Of these two ANCOVAs, the within-subject one is of interest here. The group effect β1 on change is the group by time interaction. The covariate effect β2 on change is the covariate by time interaction. The intercept β0 is the main effect of time. Now, Gilmore (2007) suggests that a between-subject covariate cannot adjust within-subject effects. Anstey et al. (2007) correctly reply that it can by including covariate by time interaction, as they did. Anstey et al. (2007) are incorrect with respect to the consequences of this adjustment, however. They state that it adjusts the group by time interaction, but that is correct only if there is a correlation between group and covariate. In an RCT such a correlation can only arise by chance and so the adjustment is a chance adjustment. But there did not have to be any adjustment to start with, again because of the randomized assignment (unless there is selective dropout, see the end of this commentary). The real merit of covariates in an RCT is a gain of power by reducing the unexplained outcome variance.
Another mistake by Anstey et al. (2007), probably shared by the majority of SPSS users, is their belief that the covariate by time term does not adjust the within-subject effect Time.

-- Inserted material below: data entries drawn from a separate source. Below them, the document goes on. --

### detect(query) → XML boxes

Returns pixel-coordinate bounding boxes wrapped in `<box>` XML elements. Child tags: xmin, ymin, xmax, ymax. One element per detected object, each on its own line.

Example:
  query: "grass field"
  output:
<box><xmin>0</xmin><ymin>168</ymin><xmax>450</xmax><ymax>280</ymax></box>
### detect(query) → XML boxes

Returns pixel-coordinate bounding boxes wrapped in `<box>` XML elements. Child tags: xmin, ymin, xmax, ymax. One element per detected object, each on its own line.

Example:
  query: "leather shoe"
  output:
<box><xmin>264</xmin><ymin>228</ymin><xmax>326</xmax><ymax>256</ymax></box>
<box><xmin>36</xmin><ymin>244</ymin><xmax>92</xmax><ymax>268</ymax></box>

This within-subject Time effect is the intercept β0 of the regression of change Y on group and covariates, and so it reflects the change for a person with value zero on all predictors. In ANOVA without covariates this is no problem because SPSS recodes a binary group factor from its original (0,1) coding into (−0.5,+0.5) coding, or a rescaled version like (−1,+1) or (−0.7,+0.7). As a result, β0 is the outcome of a person halfway between both groups, that is, a “grand mean.” But covariates like age and baseline visual acuity enter the ANOVA in their original form, and so β0 is the expected change for a person with zero age and zero visual acuity. This is not what researchers believe the Time effect to be. The solution is simple: center covariates before the analysis, that is, subtract the sample mean of age from each individual age, and likewise for baseline visual acuity. Centered covariates have a mean of zero so that β0 is a grand mean, here the grand mean of change, which is what researchers mean by the Time effect. To further confuse, whereas SPSS does not center covariates in its significance test tables, it does so in its marginal means and pairwise comparison tables. It can then happen that a within-subject effect is far from significant in the tests table but highly significant in the pairwise comparison table (or vice versa). The latter table should be chosen. This may be of importance to Anstey et al.'s (2006) statement that “Although there were no significant main effects for time, there did appear to be an improvement in means …” (p. 638). Perhaps the authors looked in the wrong table for testing the Time effect (but from their report we cannot tell).
Finally, 11 of all 56 patients dropped out, of which 8 in the control group, and only the 45 complete cases were included into the effect analysis. As Anstey et al. (2006) say, this “… may have resulted in higher functioning or more motivated participants being retained in the control group compared with the intervention group” (p. 638). This might perhaps explain (a) the group difference in baseline visual acuity and (b) the aversive treatment effect on face recognition. A good method for handling dropout is to include all available data of dropouts into the analysis. This is not possible with the GLM procedure in SPSS which uses listwise deletion. But it is possible with mixed regression in SPSS, which can be set up such that it either runs ANOVA of change or ANCOVA, always including dropouts. For details, see Little (1995) and Van Breukelen (2006).